Los nombres precoloniales recuperados hoy día parecen remitir a una fuerza que lucha por concretar lo que la historia ha diluido. Como esa primera gran fosa común que dejó la Conquista en estas Islas: huesos confundidos, nombres perdidos. De alguna manera estamos esperando aún que la historia pueda ser, que se pueda besar tras la discontinuidad que plantea el silencio de las fosas; incluso no sabemos si otras fosas están planteando un impasse mayor, otra discontinuidad, o si son la prueba de la perseverancia de una historia violenta. ¿Cómo hacer merecer a la historia en esta inmensidad anónima?

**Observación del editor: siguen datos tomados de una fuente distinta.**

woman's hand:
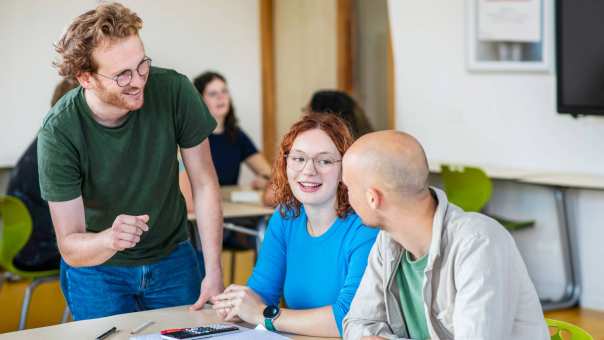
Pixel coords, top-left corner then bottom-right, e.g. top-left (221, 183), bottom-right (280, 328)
top-left (215, 307), bottom-right (242, 323)
top-left (211, 284), bottom-right (267, 324)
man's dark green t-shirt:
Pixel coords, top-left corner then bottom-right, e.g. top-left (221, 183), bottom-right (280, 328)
top-left (37, 67), bottom-right (216, 266)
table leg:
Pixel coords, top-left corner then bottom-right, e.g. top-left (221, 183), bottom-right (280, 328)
top-left (541, 187), bottom-right (581, 311)
top-left (223, 223), bottom-right (259, 237)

Sobre los años sesenta, según cuenta el arqueólogo Diego Cuscoy, aparecen cráneos y otros huesos en las cuevas de Punta Brava. Quizás el lugar fue una necrópolis indígena. Sabemos que, en el mundo precolonial de Canarias, la muerte y la vida no estaban separadas, no eran dimensiones mutuamente excluyentes. Es posible que este sitio siga pesado. Sobre esas muertes sin nombres reconocibles se erige el barrio, que ahora teje sus calles recuperando nombres guanches, que a su vez también han pasado a formar parte de la banalidad mainstream de elementos visuales que consumimos en el día a día del barrio: desde signos promocionales de Loro Parque a carteles de bares cerrados como el “Calypso”, “mensajes de Dios” en pegatinas, publicidad vertical del steakhouse Brunelli´s o letreros con especies de interés pesquero en Canarias. Parafraseando al historiador Viera y Clavijo cuando habla del bautismo de los menceyes (reyes guanches) tras la conquista: Con el turismo y la recuperación de nombres iba cambiando el aspecto de todo el país. Una nueva distracción.

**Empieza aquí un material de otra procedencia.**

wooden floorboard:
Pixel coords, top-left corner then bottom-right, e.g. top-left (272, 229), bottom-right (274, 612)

Existe otro lugar en la Isla también llamado María Jiménez por una mujer que allí tenía su negocio. ¿Sería la misma María Jiménez la que tenía una fonda en la zona de Santa Cruz conocida como Bufadero? ¿Cuándo fueron las historias de estas Marías Jiménez que son capaces de dar nombre a lugares enteros? ¿Son la misma persona? Alguien del barrio me dice que era puta, otro que simplemente tenía una tienda; otro que ni siquiera existió. Las mujeres sonríen. Pero, se me antoja también, que bien podría haber sido María Jiménez la alcaldesa de facto de Punta Brava, la mujer que propiciaba la ley y registraba los acontecimientos (porque recordemos que “Washington”, el otro nombre con el que era conocido el barrio, no era sólo porque estuviera al margen de las normas municipales, sino porque tenía sus propias leyes), al igual que quizás podría ser una conocedora de los cráneos y los rituales de muerte de los más antiguos moradores. La alcaldesa Jiménez podría ser como aquella otra mujer, también prostituta, historiadora y alcaldesa, llamada Ida Richilieu de Idaho, en la novela de Spanbauer. Hasta, pienso, pudo ser la antepasada político-espiritual más directa del viejo alcalde del Puerto Marcos Brito, a su vez antiguo profesor del antiguo colegio público de Punta Brava y un personaje muy ligado al barrio. No puedo pensar en nada más simbólico que un cruce de calles con los nombres Marcos Brito-María Jiménez.